Statt fahrfröhliche Oldies in die bis zu 600 PS starken Fahrzeuge zu setzen, haben Hersteller wie Audi, BMW, Mercedes und Porsche die Serie als Talentschmiede erkannt. „Wir sehen eine perfekte Plattform, um begabte Nachwuchsfahrer ans höchste Niveau des GT-Sports heranzuführen“, sagt BMW-Motorsportdirektor Jens Marquardt. Die Münchner haben den Finnen Jesse Krohn und den Schweizer Louis Delétraz als Fahrschüler installiert. Mercedes hat Formel-3-Europameister Felix Rosenqvist bei AMG Zakspeed untergebracht, der Schwede soll für die erste Liga DTM ausgebildet werden. Maximilian Götz ist dieser Aufstieg gelungen, Masters-Titelverteidiger Asch hat diese Hoffnung noch nicht aufgegeben. Um den Jugendstil zu betonen, gibt es erstmals eine Junior-Wertung für unter 25-Jährige.

Der Mercedes-AMG kostet netto 372 000 Euro

Allerdings stellt das GT Masters im Gegensatz zur DTM kein Einsatzgebiet für Werke dar, es bleibt eine Bühne für Privatteams.
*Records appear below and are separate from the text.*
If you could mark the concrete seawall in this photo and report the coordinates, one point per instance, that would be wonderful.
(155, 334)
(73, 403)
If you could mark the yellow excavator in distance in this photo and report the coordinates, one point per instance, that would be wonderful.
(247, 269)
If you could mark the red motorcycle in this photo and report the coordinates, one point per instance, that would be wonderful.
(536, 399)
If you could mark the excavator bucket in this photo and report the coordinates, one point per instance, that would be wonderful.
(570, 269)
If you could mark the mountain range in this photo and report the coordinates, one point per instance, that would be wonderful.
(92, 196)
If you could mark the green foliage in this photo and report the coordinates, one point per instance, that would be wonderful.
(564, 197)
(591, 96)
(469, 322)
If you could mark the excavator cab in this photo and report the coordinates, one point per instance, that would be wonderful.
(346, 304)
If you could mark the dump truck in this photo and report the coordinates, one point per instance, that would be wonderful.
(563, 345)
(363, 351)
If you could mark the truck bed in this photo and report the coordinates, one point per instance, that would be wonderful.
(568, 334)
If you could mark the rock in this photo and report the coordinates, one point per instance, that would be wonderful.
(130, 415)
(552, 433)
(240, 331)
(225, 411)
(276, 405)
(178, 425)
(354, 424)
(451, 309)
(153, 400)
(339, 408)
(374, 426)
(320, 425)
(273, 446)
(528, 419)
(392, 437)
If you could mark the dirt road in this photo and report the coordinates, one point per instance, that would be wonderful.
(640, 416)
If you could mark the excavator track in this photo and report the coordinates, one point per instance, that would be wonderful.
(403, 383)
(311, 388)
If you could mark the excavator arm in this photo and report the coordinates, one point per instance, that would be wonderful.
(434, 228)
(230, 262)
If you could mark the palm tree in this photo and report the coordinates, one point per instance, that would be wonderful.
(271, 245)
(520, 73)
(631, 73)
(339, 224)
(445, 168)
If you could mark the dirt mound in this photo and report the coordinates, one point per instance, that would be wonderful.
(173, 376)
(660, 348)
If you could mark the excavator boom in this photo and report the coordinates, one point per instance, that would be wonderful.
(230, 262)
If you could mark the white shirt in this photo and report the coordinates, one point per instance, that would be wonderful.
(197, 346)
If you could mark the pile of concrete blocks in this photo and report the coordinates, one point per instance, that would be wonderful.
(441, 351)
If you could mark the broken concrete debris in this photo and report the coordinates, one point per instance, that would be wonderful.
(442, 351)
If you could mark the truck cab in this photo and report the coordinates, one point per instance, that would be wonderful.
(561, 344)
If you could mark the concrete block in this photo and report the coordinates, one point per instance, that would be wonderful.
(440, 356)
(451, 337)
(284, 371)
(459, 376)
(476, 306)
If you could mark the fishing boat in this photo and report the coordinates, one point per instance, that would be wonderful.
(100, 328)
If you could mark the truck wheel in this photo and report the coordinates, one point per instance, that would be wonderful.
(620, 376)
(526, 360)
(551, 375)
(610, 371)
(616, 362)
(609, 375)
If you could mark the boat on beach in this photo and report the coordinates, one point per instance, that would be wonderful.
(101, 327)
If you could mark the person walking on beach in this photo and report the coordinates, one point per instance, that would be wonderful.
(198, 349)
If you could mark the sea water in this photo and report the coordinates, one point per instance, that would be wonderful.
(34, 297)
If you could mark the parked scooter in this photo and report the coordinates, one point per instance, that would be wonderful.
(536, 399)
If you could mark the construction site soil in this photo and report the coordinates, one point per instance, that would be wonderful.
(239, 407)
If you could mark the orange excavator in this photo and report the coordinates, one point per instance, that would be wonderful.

Dabei profitieren die Rennställe von der Präsenz der namhaften Hersteller. Wer einen ihrer Nachwuchsfahrer ausbildet, erhält finanzielle Zuwendungen oder einen Sonderpreis für Ersatzteile – das kann sich rechnen, denn um eine Saison bestreiten zu können, sind lässig 500 000 Euro nötig. Da ist das Einsatzfahrzeug nicht eingerechnet. Der Mercedes-AMG GT3 kostet 372 000 Euro netto. Der Audi R8, der BMW M6, der Porsche 911, der Lamborghini Huracan, die Corvette C7 , sie liegen zwischen 400 000 und 550 000 Euro Anschaffungswert. Das Geschäft für die Hersteller brummt. Mercedes hat sämtliche 100 produzierten SLS, die bis 2015 eingesetzt wurden, an den Mann gebracht. Für den neuen AMG GT3 liegen 40 Bestellungen in Affalterbach. BMW hat von den bis 2015 eingesetzten Z4 insgesamt 52 verkauft, bereits 20 Exemplare des neuen M6 wurden für 2016 ausgeliefert. „Die Nachfrage ist groß“, sagt Jochen Übler von Mercedes-AMG, „diese Autos können bei Rennserien auf der ganzen Welt eingesetzt werden.“

Das Geschäft floriert. Verbände schaffen ein internationales GT3-Regelwerk, es entsteht ein globaler Markt für Leute mit Benzin im Blut, die Nachfrage schaffen. „Es geht ja nicht nur um den Verkauf von Autos“, betont der Filderstädter Watter, „es geht auch um Ersatzteile.“ Irgendwas geht immer mal kaputt. Zudem entstehen Arbeitsplätze. In Affalterbach bei AMG sind mehr als 100 Arbeitnehmer in verschiedenen Bereichen beschäftigt, die am GT3-Projekt beteiligt sind. Ein weiterer Aspekt macht das GT Masters für die Marken attraktiv: Sport 1 überträgt alle 14 Rennen live, seit dieser Saison gibt es einen englischsprachigen Kommentator fürs internationale TV-Signal; schließlich kommt etwa die Hälfte der Fahrer nicht aus Deutschland. So wird ein wichtiges Kriterium der Marketingstrategen der Werke erfüllt. „Bentley möchte ein jüngeres Publikum gewinnen und der Marke ein sportlicheres Image verpassen“, sagt Watter. Nicht zuletzt freut sich der ADAC über die Strahlkraft der Marken in seiner Tourenwagen-Serie. „Die Starterfelder sind voll, wir haben 19 Teams, davon sind sieben Neueinsteiger“, sagt ADAC-Mann Runschke.

Wenig Zuschauer an den Rennstrecken

Die Zuschauerzahlen liegen auf einer überschaubaren Höhe. Wenn bei den mehrtägigen Veranstaltungen über 10 000 Fans den Pistenrand bevölkern, atmen die Veranstalter auf; beim Finale 2014 waren es in Hockenheim 18 000. „Mit der Entwicklung sind wir zufrieden. Wir haben Strecken, wo wir große Zuwächse haben, aber wir haben auch Strecken, wo es zäh ist“, sagte ADAC-Sportpräsident Hermann Tomczyk Ende 2014. Mit noch mehr Fanfreundlichkeit, mit Autogrammstunden und Blicken in die Teamboxen sowie günstigen Tickets (20 Euro) will der ADAC mehr Motorsport-Freunde anlocken. 2015 kamen im Schnitt 12 500 Menschen zu den Rennen, knapp über 20 000 waren es in Oschersleben. „Wir sind zufrieden“, sagt Runschke. Ein Highlight steht vom 3. bis zum 6. Juni bevor: Dann finden auf dem Lausitzring die Rennen des GT Masters und der DTM statt. Sebastian Asch freut sich drauf.